The press release for the most recent UK financial policy committee is interesting:

In today’s Report we draw attention to three reasons that lead us to think that UK banks’ capital ratios – and hence the buffers available to absorb unexpected losses – are currently overstated. First, expected future credit losses may be understated; second, costs arising from past failures of conduct may not be fully recognised; and third, the risk weights used by banks in calculating their capital ratios may be too optimistic… The FPC therefore recommends that the FSA takes action to ensure that the capital of UK banks and building societies reflects a proper valuation of their assets, a realistic assessment of future conduct costs, and prudent calculation of risk weights. Where such action reveals that capital buffers need to be strengthened to absorb losses and sustain credit availability in the event of stress, the FSA should ensure that firms either raise capital or take steps to restructure their business and balance sheets in ways that do not hinder lending to the real economy.

(Emphasis mine.)


Update. You can find more on this from Matt Levine here. The new financial stability review is here: capital junkies will want to see in particular charts 3.18, 3.19 and 3.20.
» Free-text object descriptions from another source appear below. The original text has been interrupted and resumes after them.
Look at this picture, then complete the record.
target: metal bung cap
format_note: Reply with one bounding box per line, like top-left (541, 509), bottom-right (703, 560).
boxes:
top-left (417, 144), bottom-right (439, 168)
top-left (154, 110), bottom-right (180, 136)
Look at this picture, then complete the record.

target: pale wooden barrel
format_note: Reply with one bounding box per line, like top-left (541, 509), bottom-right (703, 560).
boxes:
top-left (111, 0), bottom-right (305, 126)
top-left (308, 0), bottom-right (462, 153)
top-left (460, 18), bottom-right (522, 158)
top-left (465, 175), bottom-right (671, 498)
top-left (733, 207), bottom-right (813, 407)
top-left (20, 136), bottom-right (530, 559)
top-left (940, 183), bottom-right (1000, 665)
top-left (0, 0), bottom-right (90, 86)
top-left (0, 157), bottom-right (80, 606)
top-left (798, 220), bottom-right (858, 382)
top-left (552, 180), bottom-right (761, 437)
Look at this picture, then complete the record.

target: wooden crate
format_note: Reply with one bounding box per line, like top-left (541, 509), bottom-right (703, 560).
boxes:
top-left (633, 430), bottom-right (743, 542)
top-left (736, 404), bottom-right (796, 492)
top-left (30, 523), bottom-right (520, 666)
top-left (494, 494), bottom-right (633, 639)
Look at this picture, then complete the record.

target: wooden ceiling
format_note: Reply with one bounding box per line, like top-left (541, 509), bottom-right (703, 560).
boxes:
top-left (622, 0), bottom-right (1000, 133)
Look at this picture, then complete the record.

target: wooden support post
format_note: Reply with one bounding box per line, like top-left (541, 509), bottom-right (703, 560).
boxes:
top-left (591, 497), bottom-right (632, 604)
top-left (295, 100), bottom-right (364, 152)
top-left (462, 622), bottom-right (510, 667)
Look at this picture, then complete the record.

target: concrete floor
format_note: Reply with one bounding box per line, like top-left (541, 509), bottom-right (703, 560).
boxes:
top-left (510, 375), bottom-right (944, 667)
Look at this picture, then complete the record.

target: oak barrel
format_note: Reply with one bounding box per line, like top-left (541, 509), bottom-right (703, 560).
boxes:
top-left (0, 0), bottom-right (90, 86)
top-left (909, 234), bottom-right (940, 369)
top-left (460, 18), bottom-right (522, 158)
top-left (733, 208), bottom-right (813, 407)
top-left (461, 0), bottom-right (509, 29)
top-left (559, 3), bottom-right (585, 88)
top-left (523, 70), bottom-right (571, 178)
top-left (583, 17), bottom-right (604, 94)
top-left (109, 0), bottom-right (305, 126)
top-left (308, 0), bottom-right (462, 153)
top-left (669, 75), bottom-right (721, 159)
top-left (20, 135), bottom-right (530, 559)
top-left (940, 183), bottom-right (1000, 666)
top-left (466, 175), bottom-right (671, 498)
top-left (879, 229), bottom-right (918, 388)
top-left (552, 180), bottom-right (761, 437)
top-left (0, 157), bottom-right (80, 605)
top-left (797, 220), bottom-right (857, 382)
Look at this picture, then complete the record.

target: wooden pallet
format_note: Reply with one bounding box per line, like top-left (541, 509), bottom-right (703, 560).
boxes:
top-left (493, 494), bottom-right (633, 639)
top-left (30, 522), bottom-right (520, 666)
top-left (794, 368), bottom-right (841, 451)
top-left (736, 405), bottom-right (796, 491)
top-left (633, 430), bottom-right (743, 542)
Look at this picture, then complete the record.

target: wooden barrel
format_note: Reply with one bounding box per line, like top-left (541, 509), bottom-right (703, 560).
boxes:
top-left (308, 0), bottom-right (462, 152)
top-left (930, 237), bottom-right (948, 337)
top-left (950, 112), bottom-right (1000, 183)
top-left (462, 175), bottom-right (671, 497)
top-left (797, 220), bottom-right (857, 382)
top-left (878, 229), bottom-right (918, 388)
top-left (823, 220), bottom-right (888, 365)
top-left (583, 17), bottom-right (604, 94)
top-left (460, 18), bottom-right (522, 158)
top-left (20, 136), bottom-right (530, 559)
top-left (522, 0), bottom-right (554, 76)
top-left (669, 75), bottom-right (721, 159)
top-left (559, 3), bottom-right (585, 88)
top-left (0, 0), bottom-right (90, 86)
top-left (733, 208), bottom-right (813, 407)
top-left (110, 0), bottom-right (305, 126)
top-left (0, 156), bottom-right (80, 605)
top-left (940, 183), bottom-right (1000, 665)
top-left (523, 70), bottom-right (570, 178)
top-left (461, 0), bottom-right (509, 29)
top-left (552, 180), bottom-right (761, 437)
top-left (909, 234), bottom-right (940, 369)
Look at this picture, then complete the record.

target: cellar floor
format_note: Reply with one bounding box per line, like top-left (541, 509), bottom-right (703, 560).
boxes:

3 Responses to “Prudence comes to risk weights near you”

  1. David, the link to the Levine article is 404. Don’t want to have folks miss out on that colorful character! Regards

  2. Thanks Jay. I’m not sure what is going on though as it works for me… sorry I can’t fix it as it doesn’t appear to be broken.

  3. Those interested in how banks make money should look at Chart 3.23 and consider what this may means for the future cost of banking services.